Maybe it was a typo.
They probably meant it to say "a glutton-free option is available"


----------



## StriperrHunterr (Jun 17, 2015)

ambush80 said:


> That might depend on who you're talking to.  Some folks take that cracker and wine seriously and have strict regulations about it.



Some people also take other aspects of the faith to different heights. It's nothing new.


----------



## ambush80 (Jun 17, 2015)

660griz said:


> I find it hilarious. Not sure why. I am still smiling.



They seem a sensible bunch.  Alot of their progressivism flies in the face of traditional worship.


----------



## ambush80 (Jun 17, 2015)

centerpin fan said:


> Nothing surprises me about the UCC.




In your opinion do you think they are doing the Devil's work?


----------



## 660griz (Jun 17, 2015)

ambush80 said:


> They seem a sensible bunch.  Alot of their progressivism flies in the face of traditional worship.
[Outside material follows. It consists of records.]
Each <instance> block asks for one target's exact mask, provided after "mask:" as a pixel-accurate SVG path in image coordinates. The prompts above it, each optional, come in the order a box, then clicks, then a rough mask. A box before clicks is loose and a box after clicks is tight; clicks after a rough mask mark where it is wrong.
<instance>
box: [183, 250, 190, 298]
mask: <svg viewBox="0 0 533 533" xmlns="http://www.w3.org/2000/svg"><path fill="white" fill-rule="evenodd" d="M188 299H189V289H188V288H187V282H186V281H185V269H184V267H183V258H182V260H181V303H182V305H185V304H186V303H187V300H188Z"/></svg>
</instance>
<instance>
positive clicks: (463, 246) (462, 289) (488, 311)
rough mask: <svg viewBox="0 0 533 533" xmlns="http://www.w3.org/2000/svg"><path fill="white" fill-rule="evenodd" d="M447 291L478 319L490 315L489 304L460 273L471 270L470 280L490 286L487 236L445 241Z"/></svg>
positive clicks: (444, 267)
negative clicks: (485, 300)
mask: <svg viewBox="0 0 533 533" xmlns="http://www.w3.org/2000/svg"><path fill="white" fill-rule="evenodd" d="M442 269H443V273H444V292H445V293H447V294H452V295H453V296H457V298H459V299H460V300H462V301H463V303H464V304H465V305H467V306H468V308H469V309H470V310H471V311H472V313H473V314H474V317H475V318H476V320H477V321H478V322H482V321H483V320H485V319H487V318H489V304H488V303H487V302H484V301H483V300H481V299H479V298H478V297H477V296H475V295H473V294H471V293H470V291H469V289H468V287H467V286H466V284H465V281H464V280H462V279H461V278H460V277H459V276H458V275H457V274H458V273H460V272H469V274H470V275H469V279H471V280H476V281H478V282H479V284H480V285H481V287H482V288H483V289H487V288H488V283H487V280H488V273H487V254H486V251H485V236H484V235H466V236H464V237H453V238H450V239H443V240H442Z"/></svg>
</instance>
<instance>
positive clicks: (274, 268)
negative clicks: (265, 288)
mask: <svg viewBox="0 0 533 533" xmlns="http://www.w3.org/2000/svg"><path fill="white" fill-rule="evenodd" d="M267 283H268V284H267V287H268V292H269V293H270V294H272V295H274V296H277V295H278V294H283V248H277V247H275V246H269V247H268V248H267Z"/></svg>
I am sure they are. I guess the "gluten free" flesh of Christ got me.


----------



## StriperrHunterr (Jun 17, 2015)

660griz said:


> I am sure they are. I guess the "gluten free" flesh of Christ got me.



I didn't think about it in those terms, but seeing this I can't help but


----------



## centerpin fan (Jun 17, 2015)

ambush80 said:


> In your opinion do you think they are doing the Devil's work?



Regarding homosexuality, yes.

They are a very liberal church.  They are liberal not only theologically but also politically.  (I have heard them described as a political party that meets every Sunday.)  Like all liberals, they basically get everything wrong.


----------



## centerpin fan (Jun 17, 2015)

Is this it?

http://ccuccatl.net/


----------



## ambush80 (Jun 17, 2015)

660griz said:


> I am sure they are. I guess the "gluten free" flesh of Christ got me.





StripeRR HunteRR said:


> I didn't think about it in those terms, but seeing this I can't help but




That's what I'm talkin' 'bout.


----------



## ambush80 (Jun 17, 2015)

centerpin fan said:


> Is this it?
> 
> http://ccuccatl.net/



Yeah.  Check out _MId-Week offerings, Table Talk_.  That's my in-laws.  Bill has been trying to get me over there forever.  I should go one time.


----------



## ambush80 (Jun 17, 2015)

centerpin fan said:


> Regarding homosexuality, yes.
> 
> They are a very liberal church.  They are liberal not only theologically but also politically.  (I have heard them described as a political party that meets every Sunday.)  Like all liberals, they basically get everything wrong.



I think their pastor is a lesbian.


----------